Read our full interview with Florian
TEST YOUR SYSTEM
Here is a simple way to test your overall system latency, so you know how bad it really is. Connect your MIDI controller to a sequencer or your favorite DJ program and use a MIDI button or key to trigger a sound with a sharp attack such as a kick or snare. You will need two microphones routed to the left and right channels of a stereo pair. One will record the sound of you hitting a key and the other will record the sound as it comes out of a speaker. Record them both into a waveform editor such as Adobe Audition or BIAS Peak. Once you have recorded the results, select the area between the beginnings of each waveform. This distance as displayed in your audio editor is the final system latency of all factors combined, including computer, software, audio card and MIDI interface.

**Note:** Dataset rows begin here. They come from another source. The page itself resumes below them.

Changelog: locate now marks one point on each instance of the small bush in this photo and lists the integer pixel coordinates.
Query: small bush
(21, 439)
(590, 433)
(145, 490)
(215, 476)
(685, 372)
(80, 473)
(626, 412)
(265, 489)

I hope this article won’t scare you too much; chances are high that your actual MIDI performance may be fairly good. That being said, now is a great time to find out just how much that computer may be affecting your music without you realizing it. Bomers seemed positive about MIDI’s prospects for a bright future. “I’m sure that the unique properties of MIDI (real time, multipurpose, efficient, low cost) will be very useful for many decades to come,” he says. The MIDI Manufacturers Association (www.midi.org) in Japan is currently working on a new version of MIDI (working title: “HD”). Improvements for latency, jitter and throughput are high on the list, plus higher resolution (as high as 32 bits). That’s good news for future controllerists who need full expression of every single button tap.